En considérant les besoins du village, la production en gibier du milieu, et la sphère d’influence des autres villages un terroir de 281 km2 a été délimité endéans les limites duquel la chasse est permise. Il est délimité par des points facilement identifiables et ses points extrêmes peuvent être visités en une journée. Avec un prélèvement supposé stable, ce terroir doit pouvoir couvrir les besoins du village, tant en ce qui concerne l’auto-alimentation, que la vente de surplus pour des revenus monétaires.

La méthode expérimentale de chasse proposée à un groupe de volontaires repose sur les postulats suivants :

  • les lignes doivent être positionnées à l’intérieur du terroir délimité
  • chaque chasseur ne place qu’une seule ligne de 70 pièges
  • la visite de la ligne doit pouvoir être effectuée en une journée.
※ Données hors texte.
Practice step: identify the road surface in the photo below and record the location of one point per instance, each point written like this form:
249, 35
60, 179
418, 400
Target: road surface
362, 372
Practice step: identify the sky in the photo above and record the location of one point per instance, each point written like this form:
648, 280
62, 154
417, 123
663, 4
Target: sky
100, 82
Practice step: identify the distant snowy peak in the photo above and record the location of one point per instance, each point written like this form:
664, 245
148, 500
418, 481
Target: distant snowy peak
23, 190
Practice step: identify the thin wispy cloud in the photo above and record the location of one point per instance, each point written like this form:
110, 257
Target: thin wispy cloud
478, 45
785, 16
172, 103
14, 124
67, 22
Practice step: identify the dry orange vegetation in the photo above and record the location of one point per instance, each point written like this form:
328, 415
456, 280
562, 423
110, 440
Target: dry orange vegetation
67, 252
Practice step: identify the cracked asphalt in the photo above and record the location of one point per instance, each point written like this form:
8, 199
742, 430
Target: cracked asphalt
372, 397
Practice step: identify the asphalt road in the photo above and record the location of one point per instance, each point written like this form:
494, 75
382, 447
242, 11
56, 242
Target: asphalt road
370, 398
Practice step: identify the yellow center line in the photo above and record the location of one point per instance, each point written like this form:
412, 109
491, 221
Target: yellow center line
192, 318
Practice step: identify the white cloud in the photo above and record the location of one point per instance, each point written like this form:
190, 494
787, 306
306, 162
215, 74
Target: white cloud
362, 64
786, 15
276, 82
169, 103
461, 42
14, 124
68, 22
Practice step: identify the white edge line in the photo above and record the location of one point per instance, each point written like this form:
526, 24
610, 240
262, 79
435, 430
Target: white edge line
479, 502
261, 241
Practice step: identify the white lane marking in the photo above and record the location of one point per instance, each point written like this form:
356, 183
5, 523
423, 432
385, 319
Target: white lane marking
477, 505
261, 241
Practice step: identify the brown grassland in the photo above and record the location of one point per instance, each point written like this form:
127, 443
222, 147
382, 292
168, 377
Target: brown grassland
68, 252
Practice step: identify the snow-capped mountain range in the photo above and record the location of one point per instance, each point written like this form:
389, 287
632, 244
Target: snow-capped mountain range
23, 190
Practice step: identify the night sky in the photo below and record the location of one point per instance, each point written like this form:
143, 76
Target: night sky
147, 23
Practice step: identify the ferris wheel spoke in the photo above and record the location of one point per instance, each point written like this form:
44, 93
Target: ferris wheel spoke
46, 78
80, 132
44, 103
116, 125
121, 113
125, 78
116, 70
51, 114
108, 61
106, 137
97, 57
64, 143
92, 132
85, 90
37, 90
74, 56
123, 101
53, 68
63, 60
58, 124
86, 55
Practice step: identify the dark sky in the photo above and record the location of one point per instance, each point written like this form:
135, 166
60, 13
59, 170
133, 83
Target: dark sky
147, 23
La comparaison des biomasses prélevées et des productions durables maximum montrait que la quantité de gibier prélevé sur le terroir forestier, dans le cadre de l’expérimentation, était durable, les résultats devant toutefois être pris avec précaution du fait de la durée limitée de l’étude (3 mois).
Une série d’indices relativement simples à déterminer permet d’évaluer le degré de perturbation d’une zone de chasse en forêt dense tropicale et son évolution :
l’étendue du terroir

  • la densité de pièges au km2
  • le pourcentage de rongeurs, d’Artiodactyles et de primates dans les tableaux de chasse
  • la proportion entre Cephalophus callipygus et C. monticola
  • le pourcentage d’adultes et de subadultes au sein de la population prélevée (analyse des dentitions)
  • le poids moyen par capture
  • l’indice d’abondance des espèces les plus chassées (méthode de l’appel)
  • l’observation de groupes de singes à proximité des villages
  • l’importance accordée à la chasse au fusil.

Résumé réalisé à partir du rapport intitulé :Tentative d’élaboration d’un plan de gestion de la chasse villageoise dans la réserve du faune du Dja
P. Jeanmart
Mai 1998 - ECOFAC

Réorienter la chasse en appuyant la commercialisation du petit gibier
Suite aux observations effectuées sur le terrain, il a été constaté que les rongeurs (athérure, aulacode, cricétome), les pholidotes (pangolins) et les reptiles (tortue, vipère) faisaient partie des animaux dont la chair est la plus appréciée. Les rongeurs, qui ont une prolificité élevée, vivent à proximité des villages et occasionnent des dégâts importants aux cultures. Le développement de la chasse de ces espèces se heurte à un obstacle majeur : le piégeage de ce type de gibier est en termes de biomasse (et donc en termes monétaires) moins rentable que celui du plus grand gibier.
Deux orientations devraient être poursuivies : un appui à la commercialisation de ce type de gibier, pour l’instant inexistant, et la mise au point d’une méthode de capture maintenant le gibier en vie, afin de le commercialiser frais.
Cela pourrait être une façon d’inciter les villageois à se détourner d’une chasse commerciale qui décime les populations de petits ongulés forestiers.